Lamivudine is effective in treatment-naive patients with chronic hepatitis B. However, its role in interferon nonresponders has not been described.
In this study, researchers assessed lamivudine, with or without interferon, in patients with hepatitis B e antigen (HBeAg)-positive chronic hepatitis B who had failed interferon therapy.
Their findings are published in the June issue of the Journal of Hepatology.
The team randomized 238 patients to either lamivudine (100 mg), or placebo, for 52 weeks, or to a 24-week regimen of lamivudine plus interferon.
They compared treatments at week 52, and followed-up patients over a 16-week post-treatment period.
- lamivudine = 52%
- combination = 32%
- placebo = 25%
|Journal of Hepatology|
The team measured histology, HBeAg response, normalization of alanine aminotransferase, reduction of hepatitis B virus (HBV) DNA, and safety.
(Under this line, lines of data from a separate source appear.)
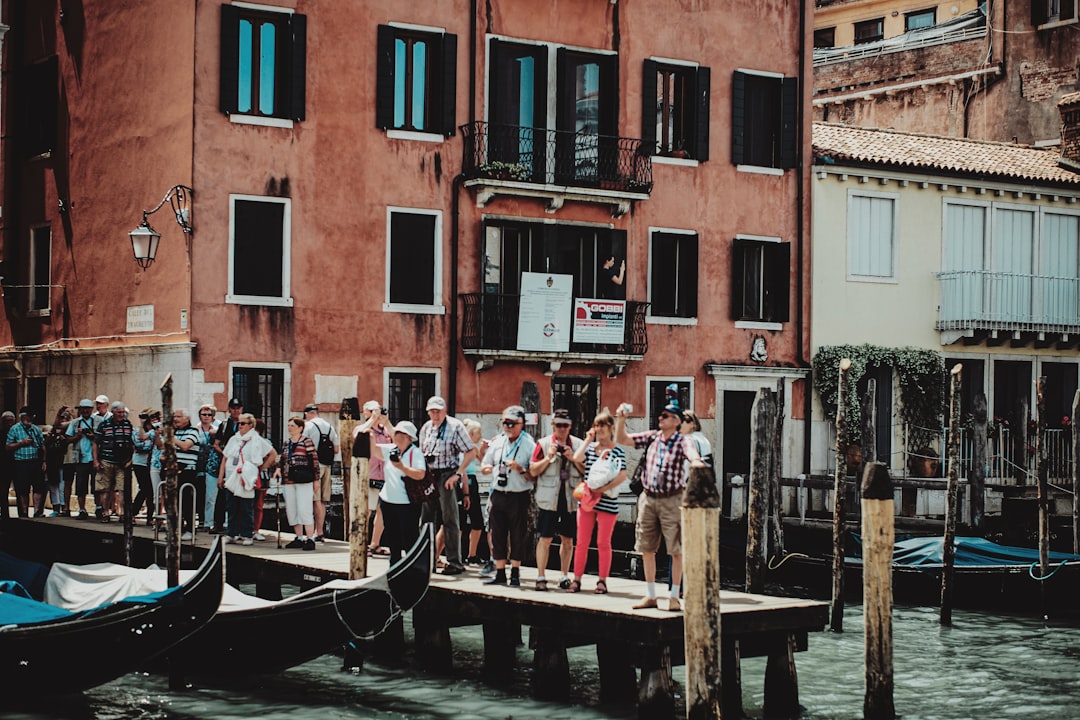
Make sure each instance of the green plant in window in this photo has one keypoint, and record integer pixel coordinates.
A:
(503, 171)
(920, 375)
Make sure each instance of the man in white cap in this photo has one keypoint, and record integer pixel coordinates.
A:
(319, 430)
(80, 433)
(448, 450)
(508, 459)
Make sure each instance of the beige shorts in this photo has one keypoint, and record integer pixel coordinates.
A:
(324, 484)
(110, 477)
(659, 517)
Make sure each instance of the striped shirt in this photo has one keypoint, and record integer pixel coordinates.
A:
(664, 463)
(18, 433)
(618, 458)
(187, 459)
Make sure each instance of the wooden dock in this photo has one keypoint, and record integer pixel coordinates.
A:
(625, 639)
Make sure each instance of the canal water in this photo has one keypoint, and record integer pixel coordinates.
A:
(984, 666)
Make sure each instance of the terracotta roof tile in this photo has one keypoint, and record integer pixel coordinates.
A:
(934, 152)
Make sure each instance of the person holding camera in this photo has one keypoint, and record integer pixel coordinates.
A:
(402, 462)
(448, 450)
(508, 458)
(556, 473)
(80, 433)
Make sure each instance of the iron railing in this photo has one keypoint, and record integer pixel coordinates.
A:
(489, 322)
(559, 158)
(980, 299)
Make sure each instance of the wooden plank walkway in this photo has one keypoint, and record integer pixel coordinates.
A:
(649, 640)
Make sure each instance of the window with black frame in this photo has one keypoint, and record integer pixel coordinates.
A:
(262, 65)
(407, 395)
(416, 80)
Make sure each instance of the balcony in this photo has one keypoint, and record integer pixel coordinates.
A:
(489, 334)
(995, 306)
(555, 165)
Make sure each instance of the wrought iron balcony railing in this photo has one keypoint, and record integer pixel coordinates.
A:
(556, 158)
(489, 322)
(984, 300)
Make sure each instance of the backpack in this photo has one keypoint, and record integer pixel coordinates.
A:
(325, 448)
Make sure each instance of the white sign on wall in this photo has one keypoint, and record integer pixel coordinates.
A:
(543, 316)
(139, 318)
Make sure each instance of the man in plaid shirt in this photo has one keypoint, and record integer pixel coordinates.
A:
(659, 506)
(448, 450)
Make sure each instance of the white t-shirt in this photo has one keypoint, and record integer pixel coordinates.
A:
(393, 489)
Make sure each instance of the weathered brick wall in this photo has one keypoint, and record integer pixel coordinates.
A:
(863, 73)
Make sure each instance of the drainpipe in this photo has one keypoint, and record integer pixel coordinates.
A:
(800, 243)
(456, 221)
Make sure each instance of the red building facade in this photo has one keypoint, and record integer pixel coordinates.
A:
(379, 186)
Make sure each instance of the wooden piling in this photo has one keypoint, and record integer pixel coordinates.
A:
(948, 551)
(878, 539)
(764, 422)
(836, 616)
(976, 476)
(1040, 473)
(777, 474)
(1076, 474)
(701, 619)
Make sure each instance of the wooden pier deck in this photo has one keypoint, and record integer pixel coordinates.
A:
(626, 640)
The researchers found that histologic response was more common in patients treated with lamivudine (52%), or the combination regimen (32%), than the placebo (25%).
Furthermore, HBeAg loss was more common with lamivudine (33%), compared with the combination treatment (21%) or the placebo (13%).
Virologic and alanine aminotransferase responses were also better with the lamivudine therapy.
The team found that among 28 subjects with HBeAg loss/seroconversion, 71% had durable responses 16 weeks post-treatment.
Dr Eugene Schiff’s team concluded, “Lamivudine for 52 weeks is as effective in interferon nonresponders as in previously reported treatment-naive patients”.
“However, a combination of lamivudine for 24 weeks and interferon for 16 weeks was not effective in this population”.